Et Moshé craignait : dans ton humilité, quand les explorateurs médiront de la Terre, tu te tairas. Alors il lui rend le youd : « Et Moshé appela Hochéa bin Noun — Yéhochoua » — « Que Hachem te sauve (Ya’h yochia’hkha) du conseil des explorateurs. »
Dans sa prophétie, Moshé a vu qu’une pression pourrait s’exercer, peut-être contre l’entrée en Terre. Il lui rendit donc la vaillance sainte (oz biqedoucha) — pour être fort et tenir ferme face aux explorateurs.
Calev — l’autre remède : les tombeaux des Patriarches
Et où Calev ben Yefouné puisa-t-il la force de ne pas se briser ? Il prit un autre remède. Observez le verset :
« Et ils montèrent et explorèrent le pays… et ils montèrent par le Néguev, et il vint jusqu’à Hébron. »
« Ils montèrent », « ils explorèrent » — au pluriel. Mais « et il vint » — au singulier !
Le Midrach explique : le verset parle de Calev, qui se sépara d’eux et alla se prosterner sur les tombeaux des Patriarches à Hébron.
Voici donc les deux sources de force : Yéhochoua — par le youd que Moshé lui a rendu. Calev — par la bénédiction des Patriarches, en allant se prosterner sur Avraham, Its’hak et Yaakov, pour qu’ils lui donnent la force de revenir avec une bonne nouvelle.
Envoyer des explorateurs — quand est-ce légitime
Quarante ans plus tard, Yéhochoua dirige le peuple et conquiert la Terre. Que fait-il ? Il envoie deux explorateurs à Jéricho. On en apprend : envoyer des explorateurs est légitime.
Qu’y avait-il d’illégitime chez les explorateurs de notre paracha ? Au lieu de simplement rapporter « le pays est ainsi, il a des forteresses », ils ajoutèrent « nous ne pourrons pas monter ».
C’est comme aujourd’hui : il y a un échelon politique et un échelon militaire. L’armée rapporte si elle est capable du combat — elle ne décide pas s’il convient de le mener. En disant « nous ne pourrons pas monter », les explorateurs ont jeté le doute sur la foi et insufflé peur et faiblesse dans le peuple — ce fut leur grande faute.
Qui Yéhochoua envoya-t-il ? D’après le Midrach — Pin’has ben Élazar et Calev ben Yefouné. Pourquoi Calev ? Parce qu’il connaissait déjà le pays depuis le tour précédent (il n’y avait ni Waze, ni satellites, ni cartes). Yéhochoua lui-même resta avec le camp — le chef principal maintient le peuple uni.
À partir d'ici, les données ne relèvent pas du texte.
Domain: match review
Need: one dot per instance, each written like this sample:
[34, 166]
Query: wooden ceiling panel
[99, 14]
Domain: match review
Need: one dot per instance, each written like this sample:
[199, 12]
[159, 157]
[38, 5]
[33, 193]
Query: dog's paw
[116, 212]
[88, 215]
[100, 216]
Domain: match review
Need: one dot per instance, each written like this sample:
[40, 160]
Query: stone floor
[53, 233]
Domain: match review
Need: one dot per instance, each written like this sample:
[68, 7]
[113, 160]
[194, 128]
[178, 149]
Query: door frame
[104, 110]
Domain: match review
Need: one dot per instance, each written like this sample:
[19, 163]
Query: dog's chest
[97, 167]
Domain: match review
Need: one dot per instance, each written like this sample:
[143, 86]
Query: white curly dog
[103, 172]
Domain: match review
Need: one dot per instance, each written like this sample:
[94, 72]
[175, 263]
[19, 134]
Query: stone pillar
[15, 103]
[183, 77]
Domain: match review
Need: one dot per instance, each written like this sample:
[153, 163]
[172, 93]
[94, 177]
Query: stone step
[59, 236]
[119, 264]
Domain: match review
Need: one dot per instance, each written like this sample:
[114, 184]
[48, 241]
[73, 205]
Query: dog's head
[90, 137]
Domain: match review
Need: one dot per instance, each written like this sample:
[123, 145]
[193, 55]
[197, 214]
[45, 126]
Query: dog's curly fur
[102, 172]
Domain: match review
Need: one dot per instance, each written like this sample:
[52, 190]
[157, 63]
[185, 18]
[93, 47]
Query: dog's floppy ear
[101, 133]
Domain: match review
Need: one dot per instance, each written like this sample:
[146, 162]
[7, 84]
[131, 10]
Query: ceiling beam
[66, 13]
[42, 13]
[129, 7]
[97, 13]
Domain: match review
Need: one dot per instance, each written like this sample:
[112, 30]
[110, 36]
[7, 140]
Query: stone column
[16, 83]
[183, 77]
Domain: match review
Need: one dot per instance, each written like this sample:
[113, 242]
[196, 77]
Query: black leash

Le couple à travers les âges — Machia’h ben Yossef et ben David
Yéhochoua est de la tribu d’Éphraïm — rattachée à Yossef. Calev est de la tribu de Yéhouda.
Nous voyons ce couple — Machia’h ben Yossef et Machia’h ben David — traverser toute l’histoire. Les deux qui tinrent ferme face aux explorateurs sont une allusion aux deux libérateurs.
🎯 Teste-toi
5 questions sur le chiour. Touche une réponse pour voir l’explication.
Résultat
🛡️ Cette semaine — tenir seul
Il y a un moment où tout le monde autour de toi dit « nous ne pourrons pas ». Trouve ta source de force — comme Yéhochoua et Calev — et tiens ferme sur la vérité.
🙏 Comme Calev — se relier à la racine
Calev a puisé sa force chez les Patriarches. Où te relies-tu à ta propre racine ? La prière, le souvenir de tes parents, un lieu qui t’ancre — c’est là que se trouve la vaillance.
💬 Entre « rapporter » et « faire peur »
Les explorateurs ont échoué en passant du fait à la peur. Cette semaine, énonce les faits sans contaminer ton entourage par l’angoisse.
🌅 La réparation
Nous avons pleuré pour rien et reçu un pleur pour les générations. L’amour de la Terre et la foi en elle sont la réparation — jusqu’à la délivrance complète.